Leonor Portela was widowed with a six month old son in 1961, when her husband, Captain Jose A. Crespo’s military airplane crashed into the ocean. Three days after the devastating earthquake in Guatemala on February 4, 1976 which left 23,000 dead and 100,000 injured, Leonor traveled to Guatemala to care for the victims of the earthquake.

While in Guatemala, she felt a calling from God to help the poor children of that country, so in 1986, with the $2,700 she had raised with her prayer group, she moved to Guatemala to open a Home for the children.

Since then, Leonor, also known as Mami Leo has saved hundreds of kids from the garbage, sides of streets, and those who have been dropped off at the orphanage. Misioneros Del Camino is home to orphaned, abandoned, and malnourished children of Guatemala. The Home offers them a healthy environment to grow in, where they receive love and an education. This prepares them to become productive citizens of the society thus breaking the cycle of ignorance, poverty, and abuse.

Misioneros Del Camino also homes a neurological clinic on site, which helps treat children with various neurological disorders including autism, down syndrome, learning disabilities, attention defect disorders, and many more. Considered the best clinic of its kind in Guatemala, parents from America even send their children here for treatment! The clinic offers seven different therapies per child including speech, vocational, occupational, and others as well. There are currently one hundred and fifty kids being treated in the clinic, with a waiting list of over a hundred more. Treatments, medication, and transportation are all provided, free of charge, thanks to donations.

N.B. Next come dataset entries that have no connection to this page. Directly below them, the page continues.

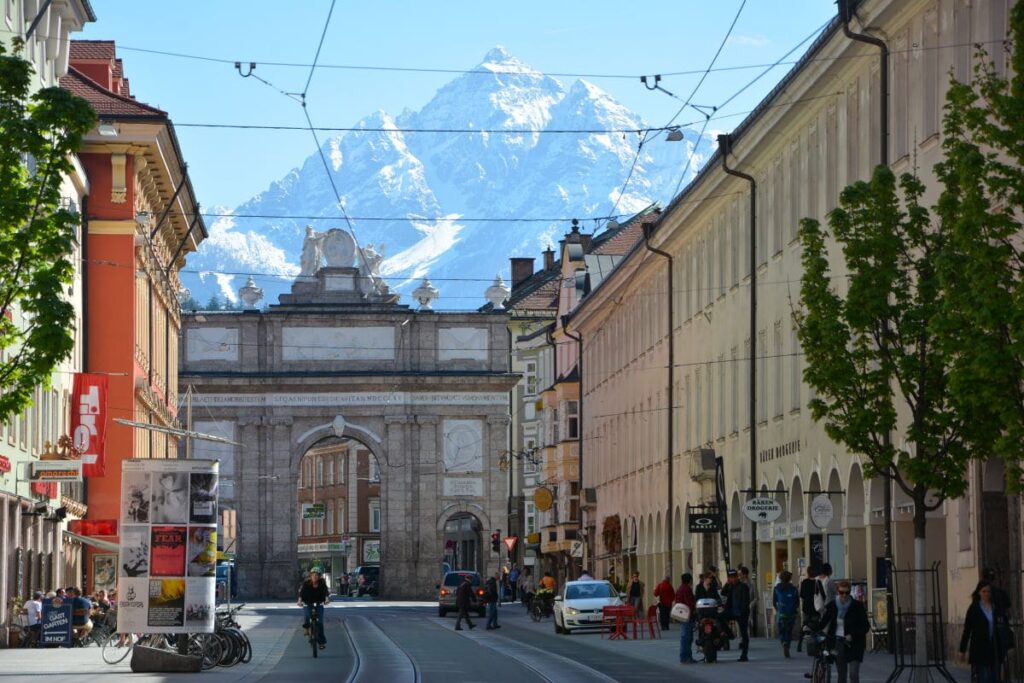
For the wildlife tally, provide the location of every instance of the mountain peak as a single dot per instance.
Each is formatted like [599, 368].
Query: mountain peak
[498, 54]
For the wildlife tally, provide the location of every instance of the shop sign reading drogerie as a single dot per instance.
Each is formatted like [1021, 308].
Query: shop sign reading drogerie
[762, 510]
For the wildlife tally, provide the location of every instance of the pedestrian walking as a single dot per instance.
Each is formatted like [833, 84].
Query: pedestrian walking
[685, 596]
[811, 595]
[463, 601]
[980, 643]
[845, 622]
[491, 597]
[635, 592]
[526, 586]
[665, 595]
[514, 581]
[785, 599]
[737, 606]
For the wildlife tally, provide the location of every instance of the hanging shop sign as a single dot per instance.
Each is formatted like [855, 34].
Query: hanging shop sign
[543, 499]
[821, 510]
[56, 471]
[88, 421]
[762, 510]
[168, 550]
[705, 519]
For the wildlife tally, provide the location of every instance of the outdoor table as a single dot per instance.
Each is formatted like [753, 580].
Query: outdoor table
[616, 616]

Misioneros Del Camino provides children with love and kindness, something they have never been accustomed to before. Because of all Mami Leo’s hard work and dedication, these children will grow up and make a difference in the world, because someone was kind enough to make a difference in theirs. Feel free to visit the website and check it out for yourself, but I wanted to devote a whole blog post about this home and sanctuary because it has made such a difference in the lives of our future generations, and is definitely a cause worth fighting for.

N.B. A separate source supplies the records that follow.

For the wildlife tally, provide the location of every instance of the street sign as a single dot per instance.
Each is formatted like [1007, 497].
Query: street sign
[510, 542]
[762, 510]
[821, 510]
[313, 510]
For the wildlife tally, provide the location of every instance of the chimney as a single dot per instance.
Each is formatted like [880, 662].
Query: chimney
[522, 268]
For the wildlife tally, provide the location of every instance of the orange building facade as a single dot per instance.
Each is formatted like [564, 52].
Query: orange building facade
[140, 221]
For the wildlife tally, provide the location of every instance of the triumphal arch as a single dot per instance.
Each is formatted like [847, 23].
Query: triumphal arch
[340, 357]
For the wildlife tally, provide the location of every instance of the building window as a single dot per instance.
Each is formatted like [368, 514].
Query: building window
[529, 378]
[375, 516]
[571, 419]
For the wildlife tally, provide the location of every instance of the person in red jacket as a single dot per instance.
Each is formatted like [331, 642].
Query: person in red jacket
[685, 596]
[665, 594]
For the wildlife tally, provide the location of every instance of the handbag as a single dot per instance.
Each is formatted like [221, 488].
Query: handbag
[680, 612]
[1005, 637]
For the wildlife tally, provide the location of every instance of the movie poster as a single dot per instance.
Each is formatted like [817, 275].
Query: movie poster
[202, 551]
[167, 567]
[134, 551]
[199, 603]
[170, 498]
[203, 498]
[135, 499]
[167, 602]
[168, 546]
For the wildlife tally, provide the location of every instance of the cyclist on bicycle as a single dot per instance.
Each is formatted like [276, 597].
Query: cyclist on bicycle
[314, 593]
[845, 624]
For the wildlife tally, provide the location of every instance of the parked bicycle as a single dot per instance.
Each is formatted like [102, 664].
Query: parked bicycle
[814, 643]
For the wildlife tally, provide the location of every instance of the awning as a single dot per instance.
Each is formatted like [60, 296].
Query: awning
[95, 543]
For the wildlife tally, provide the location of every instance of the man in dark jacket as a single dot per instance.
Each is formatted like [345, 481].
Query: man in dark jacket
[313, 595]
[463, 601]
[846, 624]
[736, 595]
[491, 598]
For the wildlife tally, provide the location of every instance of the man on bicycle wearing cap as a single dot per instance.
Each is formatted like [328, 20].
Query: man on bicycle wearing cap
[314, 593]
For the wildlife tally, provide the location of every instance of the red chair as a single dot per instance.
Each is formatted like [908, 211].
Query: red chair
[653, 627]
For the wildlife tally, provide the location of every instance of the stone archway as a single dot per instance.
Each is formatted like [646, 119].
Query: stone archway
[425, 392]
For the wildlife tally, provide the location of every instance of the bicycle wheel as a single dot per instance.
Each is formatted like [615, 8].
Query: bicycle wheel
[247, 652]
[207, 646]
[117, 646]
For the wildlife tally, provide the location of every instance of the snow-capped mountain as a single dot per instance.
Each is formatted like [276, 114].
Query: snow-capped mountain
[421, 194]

Papucho came to the orphanage and his only means of getting around was crawling on his arms. With the necessary therapies, he can now walk and is beginning to work on speaking as well!

Some of the most amazing kids you’ll ever meet in your life!

Mami Leo and some of her incredible children!

Alfonso and his twin brother Sergio came to the orphanage as kids, unable to walk or speak due to the severity of their mental retardation. However, after lots of various therapies, they can now walk, run, dance, speak, and sing!